An actress with a captivating screen presence and a truly distinctive voice, Margaret Sullavan (1911-1960) was equally expert at comedy and drama. Born in Norfolk, Va., she studied drama from childhood and made her professional debut at 17. She was appearing on Broadway by age 20 and two years later became an instant movie star in the leading role of the soap opera Only Yesterday, which had been turned down by Claudette Colbert and Irene Dunne. Sullavan's radiant performance led to a three-year contract at Universal.
After several more minor sentimental dramas, Sullavan hit her stride at MGM, where she signed for six films. In Three Comrades (1938) she played Robert Taylor's tubercular wife so effectively that she won the New York Film Critics' Best Actress award and her only Oscar nomination. The Shopworn Angel (1938) was another success, with Sullavan stepping in for Joan Crawford as a worldly actress who falls in love with naive soldier James Stewart. Sullavan and Crawford appeared together in The Shining Hour (1938), a quadrangle romance with Robert Young and Melvyn Douglas as the men in their lives.

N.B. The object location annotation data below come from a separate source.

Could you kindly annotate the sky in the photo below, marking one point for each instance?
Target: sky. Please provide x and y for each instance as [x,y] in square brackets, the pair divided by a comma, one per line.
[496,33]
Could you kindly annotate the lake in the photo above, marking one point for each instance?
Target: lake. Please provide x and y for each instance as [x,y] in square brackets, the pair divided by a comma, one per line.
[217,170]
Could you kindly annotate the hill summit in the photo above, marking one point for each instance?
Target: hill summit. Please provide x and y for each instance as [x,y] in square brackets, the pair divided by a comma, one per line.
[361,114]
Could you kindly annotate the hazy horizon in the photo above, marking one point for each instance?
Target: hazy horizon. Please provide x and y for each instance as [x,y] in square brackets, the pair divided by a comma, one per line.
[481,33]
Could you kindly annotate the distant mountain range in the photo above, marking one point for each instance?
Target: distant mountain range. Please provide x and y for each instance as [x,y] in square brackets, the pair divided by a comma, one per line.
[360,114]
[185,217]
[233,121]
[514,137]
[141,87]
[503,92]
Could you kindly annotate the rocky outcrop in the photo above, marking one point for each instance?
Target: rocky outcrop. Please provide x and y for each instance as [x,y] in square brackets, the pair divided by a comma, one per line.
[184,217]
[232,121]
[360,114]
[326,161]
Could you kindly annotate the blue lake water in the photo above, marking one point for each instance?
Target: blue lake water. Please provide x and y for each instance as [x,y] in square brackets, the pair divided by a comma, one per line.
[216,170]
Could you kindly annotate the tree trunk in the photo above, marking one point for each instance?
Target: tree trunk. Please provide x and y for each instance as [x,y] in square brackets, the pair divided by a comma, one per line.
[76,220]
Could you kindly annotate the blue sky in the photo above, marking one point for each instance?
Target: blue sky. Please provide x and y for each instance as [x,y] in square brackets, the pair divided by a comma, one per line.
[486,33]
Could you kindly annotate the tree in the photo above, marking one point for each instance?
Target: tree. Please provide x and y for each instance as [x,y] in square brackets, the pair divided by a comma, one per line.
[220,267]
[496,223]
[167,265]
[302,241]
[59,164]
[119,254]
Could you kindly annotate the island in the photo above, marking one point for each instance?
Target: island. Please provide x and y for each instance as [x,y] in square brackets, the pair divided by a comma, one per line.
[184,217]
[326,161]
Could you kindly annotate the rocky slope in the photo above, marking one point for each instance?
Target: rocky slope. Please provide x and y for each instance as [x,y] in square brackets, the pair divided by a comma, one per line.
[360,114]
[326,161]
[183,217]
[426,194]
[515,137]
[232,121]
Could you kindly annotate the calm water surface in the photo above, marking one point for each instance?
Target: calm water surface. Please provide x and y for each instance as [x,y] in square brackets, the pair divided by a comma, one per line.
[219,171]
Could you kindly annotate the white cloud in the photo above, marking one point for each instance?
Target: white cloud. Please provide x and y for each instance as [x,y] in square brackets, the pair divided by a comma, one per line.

Sullavan reunited with Stewart for Ernst Lubitsch's charming period comedy The Shop Around the Corner (1940), playing the co-workers who don't realize that they are lonelyhearts correspondents; then again for The Mortal Storm (1940), playing lovers trying to flee Nazi Germany. At Universal, Sullavan and Charles Boyer starred in Back Street (1941), the definitive screen story of a kept woman and her married lover. Cry Havoc (1943), Sullavan's final project for MGM, was a highly-praised WWII movie in which she played one of several Red Cross nurses caught up in the war in the Pacific.
Never happy with film acting and carrying a reputation in Hollywood for being difficult, Sullavan returned to Broadway with considerable success and came back for one final movie, the ironically titled No Sad Songs for Me (1950). With personal problems that included worry about increasing deafness, she was found dead from barbiturate poisoning in a hotel room on New Year's Day 1960. Her four husbands included actor Henry Fonda, director William Wyler and agent Leland Hayward.
The movies in TCM's birthday tribute to Margaret Sullavan are Three Comrades (1938), Cry Havoc (1943), The Shopworn Angel (1938), The Shining Hour (1938) and The Mortal Storm (1940).